If you’re hiring, instead of just looking for “curiosity,” understand what kinds of curiosity help people to be successful in that role, and look for that.

You may want someone with high social curiosity to diagnose interpersonal relationships. Or high emphatic curiosity to understand other people and develop deeper connections.

If you’re running a physical environment, you may want someone with high perceptual curiosity so they’ll notice and investigate things that look off.

Whatever it is, it will help your hiring success if you better understand what curiosity you’re looking for and then test for it.

Curiosity is also situation-dependent

What makes understanding curiosity even harder is the fact that not only are there many types of curiosity, with different levels of intensity, but curiosity is dependent on the situation!

If I’m driving a vehicle my perceptual curiosity may be higher than normal because I’m alert to my environment.

If I’m entering a new people environment, my social curiosity will be higher than normal, and my epistemic curiosity will take a back seat for a bit.

If you take someone out to dinner and they don’t exhibit one particular dimension of curiosity, don’t write off that dimension forever. That just might not be the environment where it shines for them.

Cultivating Curiosity

Curiosity levels are not fixed and genetic. Curiosity is a skill that can be cultivated. It just takes awareness and intention.

As your curiosity pulls you in different directions, you learn and experience new things. This new understanding can itself drive you to new things.

“Want to prime your mind for curiosity? Expose yourself to something new once in a while. The more knowledge you get, the more questions it sparks. Those questions pull in more knowledge, which sparks more questions, and on and on and on.”
– Mónica Guzmán in “I Never Thought of It That Way

For example, I was recently listening to a podcast talking about something called sovereign child parenting, that I’d never heard of. I could tell I resisted some of the message based on their description (kids decide whether they go to school, brush their teeth, or learn to read).

Instead of turning off the podcast (which I was tempted to do!), I got curious. What is this? How does it work? What are the benefits?

I listened to the whole thing and learned a lot! It caused me to rethink a few things I do as a parent.

Cultivating curiosity is not just for topics such as sovereign child parenting, but for types of curiosity as well.

As a fun experiment, you should try to open up to a type of curiosity you’re typically low on.

If your diversive curiosity is low in regards to meals, get curious and branch out into something you don’t normally try.

If your epistemic curiosity is low, pick up a book on a new topic just to check it out.

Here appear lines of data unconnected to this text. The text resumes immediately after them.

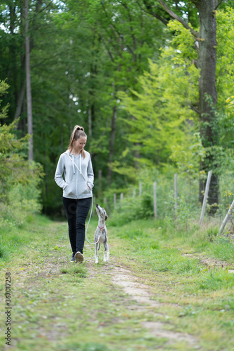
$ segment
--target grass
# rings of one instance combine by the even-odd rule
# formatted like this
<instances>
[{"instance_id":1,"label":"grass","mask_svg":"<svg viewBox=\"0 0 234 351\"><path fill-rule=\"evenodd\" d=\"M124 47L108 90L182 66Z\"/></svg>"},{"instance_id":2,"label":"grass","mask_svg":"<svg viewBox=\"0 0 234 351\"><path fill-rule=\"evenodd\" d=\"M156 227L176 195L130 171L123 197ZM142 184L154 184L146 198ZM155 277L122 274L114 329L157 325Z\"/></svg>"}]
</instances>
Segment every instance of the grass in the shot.
<instances>
[{"instance_id":1,"label":"grass","mask_svg":"<svg viewBox=\"0 0 234 351\"><path fill-rule=\"evenodd\" d=\"M108 222L111 260L100 260L98 265L94 264L93 249L88 246L83 265L69 262L65 223L35 216L20 228L6 230L0 267L1 291L6 272L11 272L12 277L14 323L8 349L197 350L181 340L168 343L165 338L153 336L142 324L150 321L194 336L198 350L233 350L234 275L228 272L233 267L231 241L218 238L215 230L174 231L166 223L153 220L118 227L111 226L111 218ZM96 225L91 221L89 233ZM149 306L146 314L113 284L113 258L115 265L131 270L139 283L149 286L158 307ZM214 267L202 263L204 258L213 260ZM225 267L218 265L219 259L225 260ZM1 307L4 299L1 296ZM3 319L4 314L1 316ZM4 320L0 325L4 345Z\"/></svg>"}]
</instances>

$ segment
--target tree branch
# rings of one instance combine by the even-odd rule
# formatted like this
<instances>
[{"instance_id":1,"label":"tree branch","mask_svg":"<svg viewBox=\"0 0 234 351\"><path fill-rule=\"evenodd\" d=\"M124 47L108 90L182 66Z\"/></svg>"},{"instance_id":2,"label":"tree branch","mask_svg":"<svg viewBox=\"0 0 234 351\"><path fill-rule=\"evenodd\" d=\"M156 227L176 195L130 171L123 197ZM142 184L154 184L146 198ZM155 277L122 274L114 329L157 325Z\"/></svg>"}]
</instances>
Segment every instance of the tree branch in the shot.
<instances>
[{"instance_id":1,"label":"tree branch","mask_svg":"<svg viewBox=\"0 0 234 351\"><path fill-rule=\"evenodd\" d=\"M174 18L175 20L177 20L178 22L179 22L180 23L181 23L181 25L184 25L184 27L186 29L188 29L190 30L190 32L191 32L191 34L193 35L193 37L195 37L195 38L198 38L198 33L197 32L195 32L194 29L193 29L193 28L191 28L188 25L188 23L186 23L182 18L181 18L180 17L179 17L176 13L174 13L170 8L169 8L169 7L165 4L164 1L163 1L163 0L158 0L158 2L162 5L162 6L163 7L163 8L165 9L165 11L167 11L167 13L171 16L172 17L172 18Z\"/></svg>"},{"instance_id":2,"label":"tree branch","mask_svg":"<svg viewBox=\"0 0 234 351\"><path fill-rule=\"evenodd\" d=\"M218 7L219 6L219 5L221 5L222 4L222 2L223 2L223 1L224 1L224 0L220 0L219 3L216 6L216 8L214 8L214 10L216 10L218 8Z\"/></svg>"},{"instance_id":3,"label":"tree branch","mask_svg":"<svg viewBox=\"0 0 234 351\"><path fill-rule=\"evenodd\" d=\"M148 4L146 4L146 2L144 0L143 0L143 2L144 2L144 6L146 6L146 8L149 7L149 5L148 5ZM145 12L146 13L148 13L149 15L151 15L152 16L155 17L156 18L158 18L158 20L159 20L161 22L163 22L163 23L164 25L167 25L168 21L167 20L165 20L165 18L163 18L163 17L161 17L160 15L158 15L158 13L155 13L153 12L147 11L146 10L145 10L144 8L143 8L142 7L142 6L140 5L140 4L139 3L138 1L137 1L137 4L138 6L139 7L139 8L142 11Z\"/></svg>"}]
</instances>

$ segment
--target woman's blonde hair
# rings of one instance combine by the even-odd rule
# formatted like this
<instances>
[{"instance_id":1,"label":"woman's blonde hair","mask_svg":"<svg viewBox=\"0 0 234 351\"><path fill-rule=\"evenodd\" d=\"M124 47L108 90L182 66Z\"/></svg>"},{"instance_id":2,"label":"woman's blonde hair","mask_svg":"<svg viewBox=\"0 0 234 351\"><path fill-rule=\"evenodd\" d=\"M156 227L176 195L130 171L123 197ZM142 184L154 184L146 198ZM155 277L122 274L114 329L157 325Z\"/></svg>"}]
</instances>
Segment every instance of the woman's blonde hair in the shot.
<instances>
[{"instance_id":1,"label":"woman's blonde hair","mask_svg":"<svg viewBox=\"0 0 234 351\"><path fill-rule=\"evenodd\" d=\"M81 136L84 136L84 137L87 138L87 135L85 133L84 128L83 127L81 127L81 126L75 126L74 129L73 129L73 131L71 134L70 143L69 143L69 145L68 147L68 150L70 152L72 150L73 140L78 140L78 139L79 139ZM82 150L82 156L84 159L85 158L85 152L84 152L83 150Z\"/></svg>"}]
</instances>

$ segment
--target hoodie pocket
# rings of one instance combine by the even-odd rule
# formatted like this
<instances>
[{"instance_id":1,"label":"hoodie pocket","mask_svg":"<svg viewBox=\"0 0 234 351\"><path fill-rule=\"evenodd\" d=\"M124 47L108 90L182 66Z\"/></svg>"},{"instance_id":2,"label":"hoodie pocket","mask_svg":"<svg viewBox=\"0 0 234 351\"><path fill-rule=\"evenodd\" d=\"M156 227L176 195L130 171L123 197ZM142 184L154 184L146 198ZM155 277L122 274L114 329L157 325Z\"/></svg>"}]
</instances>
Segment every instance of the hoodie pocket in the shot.
<instances>
[{"instance_id":1,"label":"hoodie pocket","mask_svg":"<svg viewBox=\"0 0 234 351\"><path fill-rule=\"evenodd\" d=\"M67 184L63 189L66 194L68 195L74 194L74 189L72 189L72 185L71 184Z\"/></svg>"}]
</instances>

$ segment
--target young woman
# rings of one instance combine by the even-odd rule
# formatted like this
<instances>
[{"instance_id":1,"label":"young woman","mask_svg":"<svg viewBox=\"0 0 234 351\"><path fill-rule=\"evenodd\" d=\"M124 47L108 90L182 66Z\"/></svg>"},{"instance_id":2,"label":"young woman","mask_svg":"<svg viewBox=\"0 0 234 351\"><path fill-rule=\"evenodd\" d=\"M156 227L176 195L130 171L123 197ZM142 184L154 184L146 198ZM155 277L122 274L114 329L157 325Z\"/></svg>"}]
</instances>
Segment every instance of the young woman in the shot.
<instances>
[{"instance_id":1,"label":"young woman","mask_svg":"<svg viewBox=\"0 0 234 351\"><path fill-rule=\"evenodd\" d=\"M63 189L72 250L71 262L83 260L85 220L92 202L94 175L90 155L84 150L86 141L84 128L75 126L68 150L60 155L55 176L55 182Z\"/></svg>"}]
</instances>

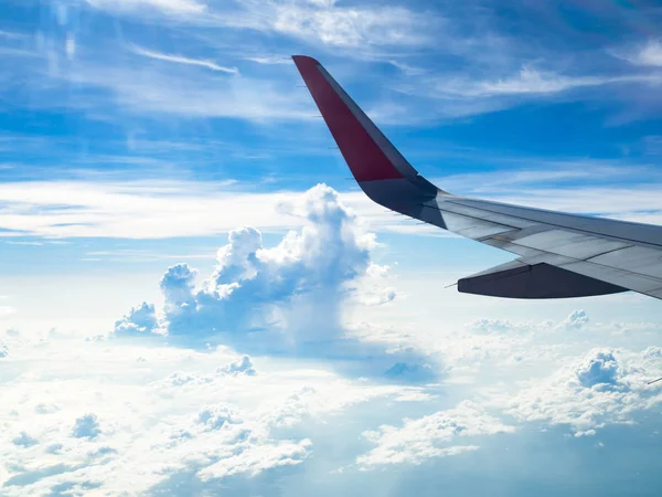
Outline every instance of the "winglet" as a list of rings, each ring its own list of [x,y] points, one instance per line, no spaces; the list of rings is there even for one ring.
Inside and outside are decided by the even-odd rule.
[[[359,183],[420,178],[318,61],[292,60]]]

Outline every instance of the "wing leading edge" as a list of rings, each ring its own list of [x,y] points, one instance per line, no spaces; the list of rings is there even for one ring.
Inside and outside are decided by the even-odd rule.
[[[460,279],[460,292],[568,298],[630,289],[662,298],[662,226],[452,195],[423,178],[319,62],[292,59],[372,200],[519,256]]]

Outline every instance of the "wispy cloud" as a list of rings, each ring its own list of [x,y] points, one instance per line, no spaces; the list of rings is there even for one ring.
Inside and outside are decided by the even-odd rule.
[[[229,74],[238,74],[239,73],[239,70],[236,67],[226,67],[223,65],[218,65],[213,61],[205,61],[205,60],[201,60],[201,59],[189,59],[189,57],[184,57],[182,55],[172,55],[172,54],[167,54],[167,53],[161,53],[161,52],[154,52],[154,51],[147,50],[147,49],[143,49],[138,45],[131,45],[131,50],[134,53],[137,53],[138,55],[143,55],[149,59],[156,59],[158,61],[167,61],[167,62],[173,62],[177,64],[185,64],[185,65],[197,65],[201,67],[206,67],[212,71],[221,71],[223,73],[229,73]]]
[[[433,88],[438,96],[489,98],[499,96],[551,95],[576,88],[619,83],[661,83],[655,74],[617,76],[566,76],[524,66],[513,76],[496,80],[439,78]]]
[[[291,59],[289,56],[264,56],[264,57],[257,57],[257,56],[246,56],[244,57],[244,60],[246,61],[250,61],[250,62],[256,62],[258,64],[266,64],[266,65],[281,65],[281,64],[291,64]]]
[[[93,7],[109,10],[158,9],[167,13],[199,14],[206,10],[206,4],[197,0],[85,0]]]

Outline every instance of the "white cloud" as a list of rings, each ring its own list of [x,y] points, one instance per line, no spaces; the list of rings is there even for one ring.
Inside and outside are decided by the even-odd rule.
[[[161,52],[154,52],[151,50],[143,49],[141,46],[137,46],[137,45],[132,45],[132,51],[134,51],[134,53],[137,53],[139,55],[143,55],[149,59],[156,59],[158,61],[173,62],[175,64],[184,64],[184,65],[197,65],[201,67],[206,67],[212,71],[221,71],[223,73],[228,73],[228,74],[238,74],[239,73],[239,70],[237,70],[236,67],[226,67],[223,65],[218,65],[213,61],[190,59],[190,57],[184,57],[181,55],[172,55],[172,54],[167,54],[167,53],[161,53]]]
[[[474,451],[476,445],[458,445],[465,437],[509,433],[515,429],[488,414],[472,402],[417,419],[404,421],[402,427],[381,426],[363,436],[376,445],[356,458],[361,468],[387,464],[420,464],[431,457],[444,457]],[[469,443],[471,440],[468,441]]]
[[[97,416],[94,413],[77,417],[72,431],[72,436],[76,438],[94,438],[102,430]]]
[[[310,456],[310,440],[292,432],[309,420],[417,392],[273,359],[263,359],[260,374],[214,372],[236,360],[224,348],[195,352],[60,336],[23,337],[14,351],[11,370],[23,373],[0,377],[0,493],[7,496],[45,495],[63,485],[142,494],[173,488],[169,478],[181,474],[191,475],[191,488],[263,475]],[[210,380],[164,381],[186,369]],[[285,427],[288,435],[276,431]]]
[[[168,269],[160,286],[162,327],[171,337],[269,329],[284,334],[276,337],[282,346],[342,338],[341,305],[351,296],[346,285],[366,275],[374,237],[329,187],[318,186],[280,210],[300,218],[303,228],[288,232],[277,246],[265,248],[260,232],[244,228],[229,233],[214,273],[200,285],[186,264]],[[142,304],[116,330],[156,328],[153,318],[153,307]]]
[[[642,356],[612,349],[587,352],[502,399],[505,412],[523,421],[568,425],[577,433],[627,423],[633,413],[662,402],[662,394],[647,385],[654,372],[643,368]]]
[[[648,65],[653,67],[662,66],[662,43],[660,40],[649,40],[638,51],[624,56],[629,62],[637,65]]]
[[[253,368],[253,361],[250,357],[244,355],[239,360],[232,361],[227,366],[221,369],[221,372],[225,374],[247,374],[249,377],[256,374],[255,369]]]

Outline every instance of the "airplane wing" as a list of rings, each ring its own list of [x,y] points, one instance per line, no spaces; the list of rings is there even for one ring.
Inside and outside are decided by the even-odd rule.
[[[634,290],[662,298],[662,226],[450,194],[423,178],[314,59],[292,56],[352,175],[375,202],[517,255],[459,292],[568,298]]]

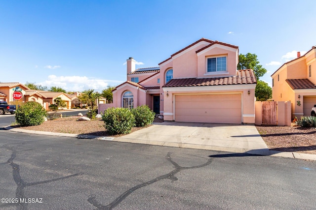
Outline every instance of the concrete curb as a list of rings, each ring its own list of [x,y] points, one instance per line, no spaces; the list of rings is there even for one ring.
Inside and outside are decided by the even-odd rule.
[[[225,147],[205,146],[194,144],[188,144],[177,142],[167,142],[158,141],[143,140],[140,139],[132,139],[122,138],[120,137],[114,138],[107,136],[93,136],[85,134],[74,134],[71,133],[55,133],[47,131],[39,131],[31,130],[26,130],[20,128],[12,128],[10,126],[4,127],[6,130],[11,131],[20,132],[35,134],[47,135],[50,136],[64,136],[67,137],[75,137],[79,139],[95,139],[103,141],[113,141],[118,142],[125,142],[134,144],[142,144],[160,146],[171,147],[179,147],[182,148],[195,149],[198,150],[213,150],[216,151],[227,151],[231,152],[245,153],[254,155],[272,156],[274,157],[287,157],[295,159],[300,159],[316,161],[316,155],[306,154],[303,153],[281,152],[269,149],[255,150],[247,151],[244,149],[233,148]]]

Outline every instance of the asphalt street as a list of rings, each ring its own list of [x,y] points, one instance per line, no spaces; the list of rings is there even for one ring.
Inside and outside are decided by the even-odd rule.
[[[0,177],[0,209],[316,208],[315,162],[2,129]]]

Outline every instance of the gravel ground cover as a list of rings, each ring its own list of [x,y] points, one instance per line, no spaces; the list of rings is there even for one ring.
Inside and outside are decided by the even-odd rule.
[[[100,120],[78,121],[78,116],[49,120],[40,125],[21,128],[59,133],[88,134],[110,136]],[[156,118],[154,122],[162,120]],[[14,127],[18,127],[15,126]],[[316,129],[302,128],[292,124],[291,126],[256,126],[268,148],[281,151],[295,152],[316,154]],[[143,128],[134,127],[132,132]],[[121,135],[112,136],[118,137]]]

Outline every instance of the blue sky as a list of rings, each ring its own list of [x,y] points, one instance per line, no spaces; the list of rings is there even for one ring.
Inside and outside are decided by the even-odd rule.
[[[316,45],[315,8],[315,0],[0,0],[0,82],[101,91],[126,80],[129,57],[136,68],[158,66],[204,37],[256,54],[271,85],[282,64]]]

If your empathic curiosity it low, try to understand what someone is feeling and why.

You get the idea 😀

“When someone gets interested or bored, we tend to praise or blame the object that interests or bores them. But some people are just better than others at “making interest” in the world. It is a talent, or, rather, an art.”
– Ian Leslie in “Curious

Call to Action

The world is your oyster!

Put on your curious glasses and see the world in a new light. What can you explore this week? Give yourself permission to try something new and go down a path you don’t typically go down.

Have fun! As always, I’m very curious what you’ll get up to! Tell me about your curiosity experiment by writing me at heykev@kevinnoble.xyz 💌

“Try investigating something today. Be curious. Stretch yourself. Take on a problem for which the answer is shrouded in mystery. Don’t just think about it – actually investigate it. Be the Lewis and Clark of broken coffeemakers, or the Jonas Salk of setting up a new website. Exploration brings excitement as well as anxiety. They are really two sides of the same coin. Don’t let the expedition leave without you. Venture into the unknown.”